Construction Disputes-Providing Proper Construction Cost Analysis
Construction projects can offer many opportunities to unscrupulous contractors. Often, a contractor will “front load” the payment schedule within the contract to ensure that he stays financially ahead of their client. Known as “change order artists”, some contractors will also capitalize on change orders by overinflating the costs associated with each change. This, among other things, can cause the relationship between the contractor and the homeowner to deteriorate.
When a contractor is taking too long, making promises he cannot keep, charging excessive amounts for simple changes to the contract, or demanding payment in exchange for “showing up”, the relationship between the contractor and the homeowner often deteriorates to the point where the contractor will simply abandon the project. At this point, if the contractor front-loaded the payment schedule, the contractor will walk away with an amount that far exceeds the value of the work-in-place provided, and the homeowner is faced with the task of either finishing the project themselves or hiring another contractor to take over. Either of these scenarios can present unique challenges, both from a cost standpoint and a time standpoint.
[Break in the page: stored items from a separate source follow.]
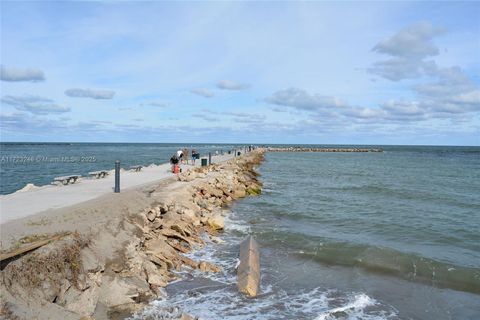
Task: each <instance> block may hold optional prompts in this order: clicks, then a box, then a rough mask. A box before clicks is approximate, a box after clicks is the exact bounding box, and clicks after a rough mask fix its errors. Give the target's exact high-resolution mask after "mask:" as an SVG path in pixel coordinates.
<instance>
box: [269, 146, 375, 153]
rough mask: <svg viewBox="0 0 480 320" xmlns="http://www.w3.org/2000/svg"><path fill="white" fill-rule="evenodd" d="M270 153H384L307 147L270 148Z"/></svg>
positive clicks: (332, 148) (342, 148)
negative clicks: (326, 152)
mask: <svg viewBox="0 0 480 320" xmlns="http://www.w3.org/2000/svg"><path fill="white" fill-rule="evenodd" d="M266 150H267V151H268V152H383V149H380V148H371V149H370V148H306V147H287V148H276V147H268V148H267V149H266Z"/></svg>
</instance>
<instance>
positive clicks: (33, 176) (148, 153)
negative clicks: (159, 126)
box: [0, 143, 242, 194]
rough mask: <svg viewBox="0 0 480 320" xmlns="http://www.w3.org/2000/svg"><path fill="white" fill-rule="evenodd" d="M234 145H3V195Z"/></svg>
mask: <svg viewBox="0 0 480 320" xmlns="http://www.w3.org/2000/svg"><path fill="white" fill-rule="evenodd" d="M241 147H242V146H240V145H231V144H171V143H0V181H1V183H0V194H8V193H12V192H15V191H17V190H19V189H21V188H23V187H24V186H25V185H26V184H27V183H33V184H35V185H37V186H42V185H47V184H50V183H51V182H52V181H53V178H55V177H57V176H64V175H71V174H80V175H82V176H87V177H88V172H91V171H97V170H111V169H113V168H114V166H115V160H120V163H121V167H123V168H128V167H129V166H132V165H143V166H147V165H150V164H152V163H153V164H162V163H166V162H168V161H169V159H170V157H171V156H172V155H173V154H174V153H175V152H176V151H177V150H179V149H183V148H188V149H189V150H190V151H191V150H192V149H196V150H197V151H198V152H200V154H201V156H204V155H207V154H208V152H215V151H217V150H218V151H220V150H224V151H227V150H231V149H233V148H239V149H240V148H241Z"/></svg>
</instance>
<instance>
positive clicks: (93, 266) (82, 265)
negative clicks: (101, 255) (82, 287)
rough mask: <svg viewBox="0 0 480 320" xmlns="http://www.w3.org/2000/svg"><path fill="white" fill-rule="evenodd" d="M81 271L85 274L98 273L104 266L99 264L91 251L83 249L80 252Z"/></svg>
mask: <svg viewBox="0 0 480 320" xmlns="http://www.w3.org/2000/svg"><path fill="white" fill-rule="evenodd" d="M80 259H81V261H82V266H83V270H85V271H86V272H98V271H103V270H104V269H105V264H104V263H102V262H100V260H99V259H98V257H97V256H96V255H95V253H94V252H93V250H92V249H90V248H89V247H85V248H83V249H82V251H80Z"/></svg>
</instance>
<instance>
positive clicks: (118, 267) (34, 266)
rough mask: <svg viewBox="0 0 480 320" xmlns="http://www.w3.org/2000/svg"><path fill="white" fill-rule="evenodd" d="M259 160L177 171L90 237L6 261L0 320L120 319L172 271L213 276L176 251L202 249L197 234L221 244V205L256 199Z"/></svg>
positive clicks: (183, 318)
mask: <svg viewBox="0 0 480 320" xmlns="http://www.w3.org/2000/svg"><path fill="white" fill-rule="evenodd" d="M262 160H263V150H256V151H254V152H251V153H248V154H246V155H244V156H241V157H236V158H234V159H232V160H229V161H227V162H224V163H219V164H213V165H210V166H208V167H200V168H194V169H191V170H189V171H186V172H184V173H181V174H179V175H178V178H177V181H171V182H169V183H163V184H159V185H158V186H154V187H151V188H148V189H145V190H144V191H143V193H141V194H138V196H139V197H140V198H142V199H144V200H143V201H145V203H146V205H145V207H144V208H143V209H141V210H138V208H139V207H140V206H141V201H139V200H135V201H132V202H134V204H132V205H131V206H128V205H126V207H122V214H118V216H115V215H113V216H110V218H109V219H105V221H104V223H102V224H99V225H92V226H91V231H90V232H88V233H83V234H80V233H73V234H71V235H69V236H66V237H64V238H62V239H61V240H59V241H55V242H52V243H49V244H47V245H45V246H43V247H41V248H40V249H37V250H36V251H33V252H31V253H28V254H25V255H24V256H21V257H20V258H18V259H17V260H15V261H12V262H10V263H9V264H7V265H6V266H5V267H4V269H3V270H2V271H1V279H0V295H1V301H2V305H1V306H0V307H1V308H2V311H1V312H0V315H3V314H8V315H10V317H11V318H12V319H15V317H16V319H33V318H38V319H46V318H49V319H81V318H82V317H83V318H82V319H91V318H93V319H123V318H125V317H126V316H128V315H129V314H132V313H134V312H135V311H137V310H140V309H141V308H143V307H144V306H145V304H146V303H148V302H149V301H151V300H152V299H156V298H162V297H164V296H165V291H164V290H163V287H165V286H166V285H167V284H168V282H169V281H172V280H174V279H175V278H176V274H175V271H176V270H185V269H186V270H194V269H199V270H201V271H203V272H218V271H220V268H219V267H218V266H216V265H213V264H211V263H209V262H207V261H194V260H192V259H190V258H188V257H187V256H185V255H184V253H187V252H190V251H191V250H193V249H199V248H202V247H203V246H204V245H205V241H204V240H203V239H204V238H205V235H207V238H209V237H210V239H211V241H214V242H220V241H221V240H220V239H219V238H218V237H217V236H218V232H219V231H221V230H222V229H223V228H224V223H225V222H224V211H223V210H222V207H224V206H226V205H228V204H229V203H230V202H232V201H233V200H234V199H239V198H242V197H245V196H247V195H258V194H260V192H261V183H260V182H259V181H258V179H257V176H258V174H257V173H256V172H255V166H257V165H258V164H259V163H260V162H261V161H262ZM122 196H124V197H126V195H122ZM117 201H118V200H117ZM112 205H113V204H112ZM94 210H96V211H95V214H98V215H101V214H102V212H101V211H99V212H97V211H98V210H97V208H95V209H94ZM79 213H81V212H80V211H79ZM181 318H182V319H193V318H192V317H190V316H188V315H186V314H181Z"/></svg>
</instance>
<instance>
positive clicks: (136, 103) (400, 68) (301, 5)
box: [0, 1, 480, 146]
mask: <svg viewBox="0 0 480 320" xmlns="http://www.w3.org/2000/svg"><path fill="white" fill-rule="evenodd" d="M0 6H1V8H0V9H1V10H0V11H1V13H0V14H1V31H0V37H1V48H0V52H1V55H0V60H1V81H0V86H1V87H0V89H1V94H0V96H1V111H0V124H1V129H0V140H1V141H4V142H6V141H27V142H34V141H42V142H54V141H57V142H64V141H71V142H192V143H194V142H205V143H210V142H219V143H294V144H300V143H312V144H400V145H402V144H409V145H412V144H413V145H477V146H478V145H480V2H458V1H455V2H447V1H443V2H428V1H423V2H407V1H404V2H393V1H385V2H361V1H355V2H345V1H342V2H286V1H283V2H142V1H135V2H125V1H110V2H102V1H98V2H74V1H69V2H41V1H36V2H23V1H22V2H9V1H1V2H0Z"/></svg>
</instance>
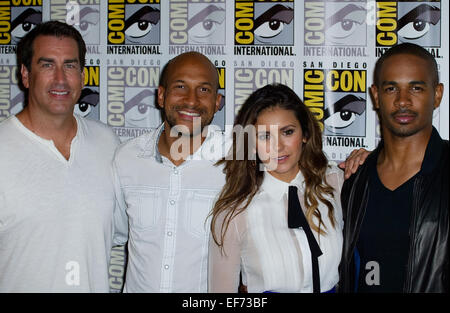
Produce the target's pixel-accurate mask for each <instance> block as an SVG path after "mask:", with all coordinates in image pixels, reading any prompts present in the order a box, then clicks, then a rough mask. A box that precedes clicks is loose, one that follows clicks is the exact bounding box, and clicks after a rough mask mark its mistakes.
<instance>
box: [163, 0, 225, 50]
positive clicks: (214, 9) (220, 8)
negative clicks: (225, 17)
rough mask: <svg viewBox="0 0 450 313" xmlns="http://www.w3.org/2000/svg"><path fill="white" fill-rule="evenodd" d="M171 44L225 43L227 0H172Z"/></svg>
mask: <svg viewBox="0 0 450 313" xmlns="http://www.w3.org/2000/svg"><path fill="white" fill-rule="evenodd" d="M169 10H170V13H169V32H170V33H169V43H170V44H171V45H199V44H200V45H223V44H225V26H226V23H225V15H226V14H225V12H226V11H225V1H224V0H218V1H214V3H211V1H205V0H203V1H202V0H199V1H193V0H189V1H186V0H185V1H173V0H172V1H170V9H169Z"/></svg>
If the dispute ends up in litigation, even more time and expenses will be incurred, not only by the homeowner but by the contractor as well. The attorney hired by the homeowner will typically engage an expert witness to evaluate the case. An expert witnesses’ job would then be to document the condition of the project before any additional work is performed to preserve and document the scene. The expert will then perform a forensic construction cost analysis to determine the value of the work performed by the contractor. In doing so, it is important that the expert utilize published, recognized, and reliable construction cost resources so as not to jeopardize the expert’s impartiality. By using such construction cost resources, such as the R.S. Means Construction Cost Guides, the expert cannot be accused of skewing their opinion of costs in favor of their client and can avoid a potential Daubert Motion filing by the opposing counsel.
Further, the engaged expert may often determine the cost-to-cure any defective workmanship performed by the original contractor. These costs are then used by counsel to help determine the amount of the claim.